Concern about the increasing use of antipsychotics has arisen from several studies that indicate that doctors are increasingly prescribing these drugs for children and adolescents. Most such prescriptions are for second-generation antipsychotics, which are not approved by the US Food and Drug Administration (FDA) for pediatric use.
No national data on the incidence of these prescriptions has previously been available, according to background information in the article by Mark Olfson, MD, MPH, College of Physicians and Surgeons, Columbia University, New York, et al.

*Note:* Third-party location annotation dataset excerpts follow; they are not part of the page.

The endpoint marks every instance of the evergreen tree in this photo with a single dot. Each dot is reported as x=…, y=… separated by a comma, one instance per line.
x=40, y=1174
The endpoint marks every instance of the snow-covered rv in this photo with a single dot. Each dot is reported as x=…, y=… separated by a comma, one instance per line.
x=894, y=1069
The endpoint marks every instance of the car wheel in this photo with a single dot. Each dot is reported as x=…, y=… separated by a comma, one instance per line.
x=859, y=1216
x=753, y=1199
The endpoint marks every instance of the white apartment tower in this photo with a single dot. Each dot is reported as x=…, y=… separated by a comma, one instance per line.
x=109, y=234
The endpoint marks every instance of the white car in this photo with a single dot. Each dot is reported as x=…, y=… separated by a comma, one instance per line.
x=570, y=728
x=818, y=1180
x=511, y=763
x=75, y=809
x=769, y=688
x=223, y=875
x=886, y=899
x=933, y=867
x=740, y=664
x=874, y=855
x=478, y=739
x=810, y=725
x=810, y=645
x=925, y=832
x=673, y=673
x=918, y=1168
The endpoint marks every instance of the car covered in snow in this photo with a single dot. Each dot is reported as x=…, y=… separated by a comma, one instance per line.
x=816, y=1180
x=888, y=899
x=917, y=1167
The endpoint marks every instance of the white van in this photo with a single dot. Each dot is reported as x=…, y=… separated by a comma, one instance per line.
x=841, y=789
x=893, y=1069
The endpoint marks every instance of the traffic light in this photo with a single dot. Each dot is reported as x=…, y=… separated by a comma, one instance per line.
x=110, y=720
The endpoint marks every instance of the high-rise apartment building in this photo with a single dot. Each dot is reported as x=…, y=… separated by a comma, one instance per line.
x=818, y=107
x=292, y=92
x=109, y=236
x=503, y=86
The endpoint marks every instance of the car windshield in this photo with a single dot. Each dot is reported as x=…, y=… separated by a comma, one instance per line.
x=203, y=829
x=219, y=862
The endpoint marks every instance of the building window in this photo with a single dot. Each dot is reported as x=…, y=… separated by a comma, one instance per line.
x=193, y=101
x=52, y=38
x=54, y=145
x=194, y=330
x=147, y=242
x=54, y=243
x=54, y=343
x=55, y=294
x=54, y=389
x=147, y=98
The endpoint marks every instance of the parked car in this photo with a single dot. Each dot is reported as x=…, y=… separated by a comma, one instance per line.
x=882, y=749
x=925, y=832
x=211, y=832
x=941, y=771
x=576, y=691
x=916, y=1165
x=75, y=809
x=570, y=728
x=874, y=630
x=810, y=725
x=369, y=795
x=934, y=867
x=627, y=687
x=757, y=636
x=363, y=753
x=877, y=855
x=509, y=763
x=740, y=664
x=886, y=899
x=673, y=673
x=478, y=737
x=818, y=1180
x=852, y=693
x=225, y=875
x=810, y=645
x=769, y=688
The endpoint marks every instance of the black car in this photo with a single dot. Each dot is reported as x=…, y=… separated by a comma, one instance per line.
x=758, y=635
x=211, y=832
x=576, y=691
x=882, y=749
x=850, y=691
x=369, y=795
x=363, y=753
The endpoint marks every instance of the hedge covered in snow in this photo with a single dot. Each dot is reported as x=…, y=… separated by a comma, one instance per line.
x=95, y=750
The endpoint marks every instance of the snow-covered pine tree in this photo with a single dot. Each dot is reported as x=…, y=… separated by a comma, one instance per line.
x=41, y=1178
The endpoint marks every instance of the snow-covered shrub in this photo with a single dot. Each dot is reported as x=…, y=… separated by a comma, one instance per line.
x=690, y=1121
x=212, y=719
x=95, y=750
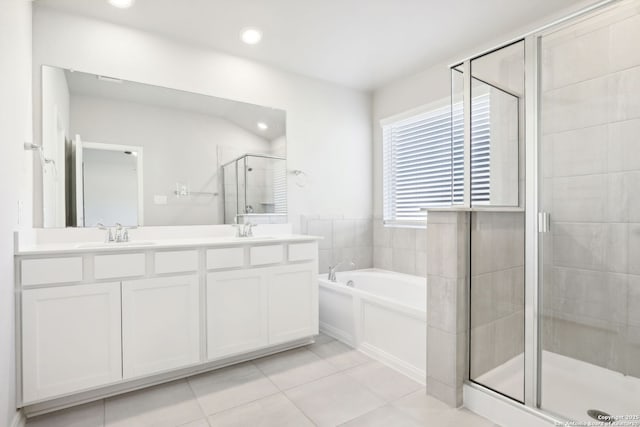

Dr Olfson and colleagues analyzed data from a national annual survey of office-based physicians conducted by federal researchers.
These physicians collected the following information: whether or not the child or adolescent received a prescription for antipsychotics; the patient's age, sex and race/ethnicity; the length of the office-visit; the physician's specialty; whether or not the patient received psychotherapy.
The results showed:
- A six-fold increase occurred from 1993 to 2002 in the annual number of outpatient health-care visits in which patients aged of 0-20 years received antipsychotic medications (from 201,000 to 1,224,000).
- A similar jump occurred in office visits: in 1993-95, a total of 274.7 visits occurred annually per 100,000 individuals under age 21 years, compared with 1,341 visits annually in 2000-02.
- Overall, 9.2% of mental health visits and 18.3% of visits to psychiatrists included treatment with antipsychotic drugs.
- The diagnoses among patients receiving antipsychotic medications included disruptive behavior disorder (37.8%), mood disorders (31.8%), pervasive developmental disorders or mental retardation (17.3%) and psychotic disorders (14.2%).
- Male patients and Caucasian patients were most likely to receive antipsychotic prescriptions.
The authors speculated that the availability of new antipsychotics that have fewer adverse effects in adults may have contributed to the increase in prescriptions for younger people.
Additionally, because fewer inpatient care options exist for children with mental illnesses, physicians may be more inclined to treat more seriously mentally ill children in an outpatient setting -and these severely ill children are likelier to require more powerful medications, such as antipsychotics.
The authors note that, although such antipsychotic drugs may be safe and effective for some mental disorders in children and adolescents patients, further research is required to confirm safety and effectiveness, and to provide more detailed information about benefits and risks of treatment.
"In recent years, second-generation antipsychotic medications have become common in the office-based mental health treatment of young people," the authors conclude.
"These medications are used to treat children and adolescents with different mental disorders. Results of clinical trials provide a limited base of support for the short-term safety and efficacy of some second-generation antipsychotic medications for psychosis and disruptive behavior disorders.
"In light of the widespread and growing use of these medications, there is a pressing need to increase and extend the experimental evaluation of these medications in children and adolescents."